In general, is the language of words containing equal number of strings which one is "one's complement" of the other one is regular (like the language of words containing equal number of 01s and 10s which is regular)? Is there any counterexample?
No, the language of words containing same number of 010s and 101s is not regular.
Consider $x_n=(0100)^n$ and $y_n=(1011)^n$. Then $x_iy_j$ contains $i$ number of 010s and $j$ number of $101s$. That is, $x_iy_j$ is in the language if and only if $i=j$.
So $x_i$ represents a distinct Nerode-Myhill equivalence classes for all $i$. Since there are infinitely many such $x_i$, there are infinitely many Myhill-Nerode equivalence classes. By Myhill–Nerode theorem, the language is not regular.
Here are several related exercises. Exercise 2 answers the more general situation in the question. Exercise 3 is a further generalization.
Let $\Sigma=\{0,1\}$.
Exercise 1. The language of words over alphabet $\Sigma$ containing the same number of 01s and 10s is regular. The language of words over alphabet $\{0,1, 2\}$ containing the same number of 01s and 10s is not regular.

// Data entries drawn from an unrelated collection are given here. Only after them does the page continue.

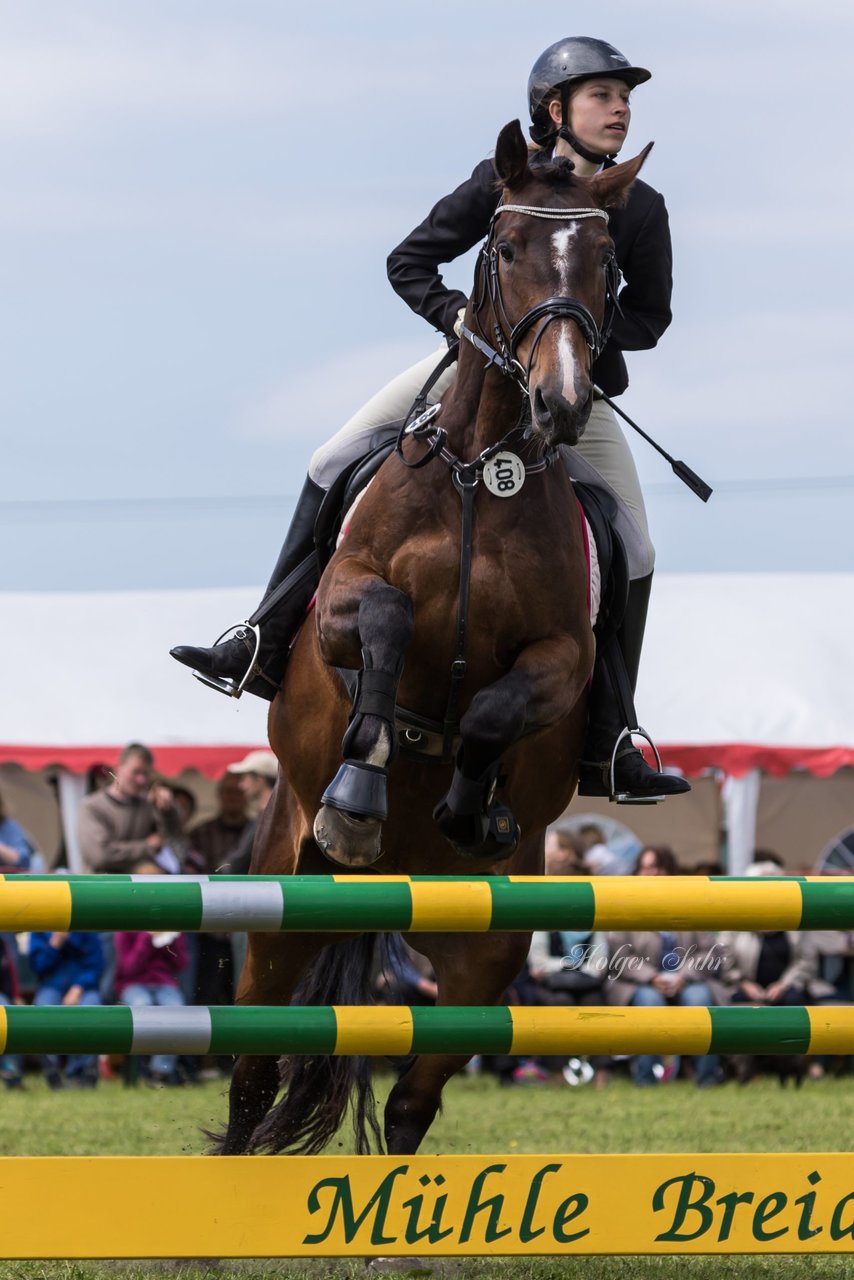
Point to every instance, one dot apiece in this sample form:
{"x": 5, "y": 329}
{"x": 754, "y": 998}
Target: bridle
{"x": 506, "y": 334}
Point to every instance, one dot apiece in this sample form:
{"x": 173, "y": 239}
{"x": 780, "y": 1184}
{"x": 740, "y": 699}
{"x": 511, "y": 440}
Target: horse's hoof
{"x": 346, "y": 840}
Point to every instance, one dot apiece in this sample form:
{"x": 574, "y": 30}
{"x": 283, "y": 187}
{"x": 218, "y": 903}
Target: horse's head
{"x": 548, "y": 266}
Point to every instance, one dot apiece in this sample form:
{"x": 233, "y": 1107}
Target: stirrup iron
{"x": 625, "y": 796}
{"x": 224, "y": 684}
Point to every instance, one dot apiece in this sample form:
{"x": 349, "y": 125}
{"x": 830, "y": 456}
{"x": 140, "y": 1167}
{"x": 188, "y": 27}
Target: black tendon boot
{"x": 254, "y": 658}
{"x": 612, "y": 764}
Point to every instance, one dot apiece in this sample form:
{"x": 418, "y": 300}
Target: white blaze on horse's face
{"x": 561, "y": 242}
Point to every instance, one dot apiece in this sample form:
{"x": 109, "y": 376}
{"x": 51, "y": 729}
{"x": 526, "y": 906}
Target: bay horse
{"x": 393, "y": 604}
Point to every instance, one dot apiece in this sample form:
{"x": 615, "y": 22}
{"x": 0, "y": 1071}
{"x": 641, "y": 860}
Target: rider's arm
{"x": 645, "y": 257}
{"x": 450, "y": 229}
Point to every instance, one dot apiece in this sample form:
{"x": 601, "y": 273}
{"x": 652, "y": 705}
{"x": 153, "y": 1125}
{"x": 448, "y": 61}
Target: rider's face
{"x": 599, "y": 114}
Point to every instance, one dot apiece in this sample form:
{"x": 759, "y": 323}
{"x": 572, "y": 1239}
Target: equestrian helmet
{"x": 575, "y": 59}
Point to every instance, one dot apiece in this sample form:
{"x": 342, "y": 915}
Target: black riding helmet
{"x": 565, "y": 64}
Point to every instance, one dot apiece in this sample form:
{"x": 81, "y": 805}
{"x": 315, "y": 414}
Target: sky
{"x": 197, "y": 202}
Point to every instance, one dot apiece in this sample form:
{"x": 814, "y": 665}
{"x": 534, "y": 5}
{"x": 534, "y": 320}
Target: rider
{"x": 579, "y": 104}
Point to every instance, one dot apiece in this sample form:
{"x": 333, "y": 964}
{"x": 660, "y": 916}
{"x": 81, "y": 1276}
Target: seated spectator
{"x": 131, "y": 821}
{"x": 565, "y": 849}
{"x": 16, "y": 845}
{"x": 563, "y": 968}
{"x": 657, "y": 860}
{"x": 68, "y": 968}
{"x": 10, "y": 1068}
{"x": 146, "y": 973}
{"x": 666, "y": 968}
{"x": 771, "y": 967}
{"x": 596, "y": 855}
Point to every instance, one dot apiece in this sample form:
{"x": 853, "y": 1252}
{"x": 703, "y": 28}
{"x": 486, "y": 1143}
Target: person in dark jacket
{"x": 579, "y": 101}
{"x": 68, "y": 968}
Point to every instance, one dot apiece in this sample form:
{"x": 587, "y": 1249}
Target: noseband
{"x": 507, "y": 336}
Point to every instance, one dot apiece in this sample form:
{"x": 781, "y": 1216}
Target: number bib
{"x": 505, "y": 475}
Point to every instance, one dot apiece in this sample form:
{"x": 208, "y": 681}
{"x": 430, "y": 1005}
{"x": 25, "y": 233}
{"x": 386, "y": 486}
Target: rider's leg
{"x": 603, "y": 456}
{"x": 233, "y": 664}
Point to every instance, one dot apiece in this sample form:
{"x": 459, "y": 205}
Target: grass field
{"x": 478, "y": 1118}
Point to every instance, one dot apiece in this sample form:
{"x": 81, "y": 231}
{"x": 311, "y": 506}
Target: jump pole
{"x": 425, "y": 1206}
{"x": 398, "y": 1029}
{"x": 423, "y": 904}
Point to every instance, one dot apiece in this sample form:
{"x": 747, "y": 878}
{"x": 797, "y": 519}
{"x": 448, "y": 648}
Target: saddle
{"x": 419, "y": 736}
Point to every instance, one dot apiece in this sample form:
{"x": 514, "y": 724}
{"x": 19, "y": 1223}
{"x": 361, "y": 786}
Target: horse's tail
{"x": 319, "y": 1089}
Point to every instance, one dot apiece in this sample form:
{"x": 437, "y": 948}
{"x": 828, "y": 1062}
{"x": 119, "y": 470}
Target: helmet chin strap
{"x": 566, "y": 133}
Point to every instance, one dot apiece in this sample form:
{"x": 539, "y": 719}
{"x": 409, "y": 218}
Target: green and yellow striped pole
{"x": 348, "y": 904}
{"x": 384, "y": 1031}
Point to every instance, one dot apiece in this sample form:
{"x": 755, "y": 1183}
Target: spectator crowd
{"x": 131, "y": 823}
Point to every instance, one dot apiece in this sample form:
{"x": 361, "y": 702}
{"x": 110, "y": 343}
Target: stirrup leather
{"x": 224, "y": 684}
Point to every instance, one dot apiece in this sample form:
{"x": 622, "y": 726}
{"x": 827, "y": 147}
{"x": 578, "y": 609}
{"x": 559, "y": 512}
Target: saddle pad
{"x": 590, "y": 552}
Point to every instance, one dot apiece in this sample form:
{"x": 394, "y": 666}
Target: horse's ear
{"x": 511, "y": 155}
{"x": 612, "y": 186}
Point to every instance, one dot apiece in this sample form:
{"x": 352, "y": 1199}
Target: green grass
{"x": 478, "y": 1118}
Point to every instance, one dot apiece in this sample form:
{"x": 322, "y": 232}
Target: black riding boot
{"x": 255, "y": 657}
{"x": 612, "y": 713}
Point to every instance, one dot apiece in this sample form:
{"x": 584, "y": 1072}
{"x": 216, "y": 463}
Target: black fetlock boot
{"x": 256, "y": 653}
{"x": 612, "y": 766}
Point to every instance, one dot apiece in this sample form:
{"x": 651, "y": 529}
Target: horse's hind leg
{"x": 470, "y": 970}
{"x": 379, "y": 627}
{"x": 542, "y": 688}
{"x": 270, "y": 976}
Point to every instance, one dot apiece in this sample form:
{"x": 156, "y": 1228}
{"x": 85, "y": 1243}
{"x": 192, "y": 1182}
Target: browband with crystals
{"x": 537, "y": 211}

Exercise 2. Let nonempty $w\in \Sigma^*$. Let $\overline w$ be the one's complement of $w$. For example, $\overline{010010111}=101101000$. Let $E_w$ be the language of words over $\Sigma$ containing the same number of $w$s and $\overline w$s. Show that $$ E_w\text{ is regular} \iff w=01\text{ or }w=10$$ (It may take a while to do this exercise.)
Exercise 3. Let $u$ and $v$ be two different non-empty words in $\Sigma^*$. Let $E_{u,v}$ be the language of words over $\Sigma$ containing the same number of $u$s and $v$s. Let $N_{u,v}$ be the language of words over $\Sigma$ containing no $u$ nor $v$ as a subword. Show that $$ L_{u,v}\text{ is regular } \iff \{u,v\}=\{01,10\}\text{ or } E_{u,v} = N_{u,v}.$$ (It may take a while to do this exercise.)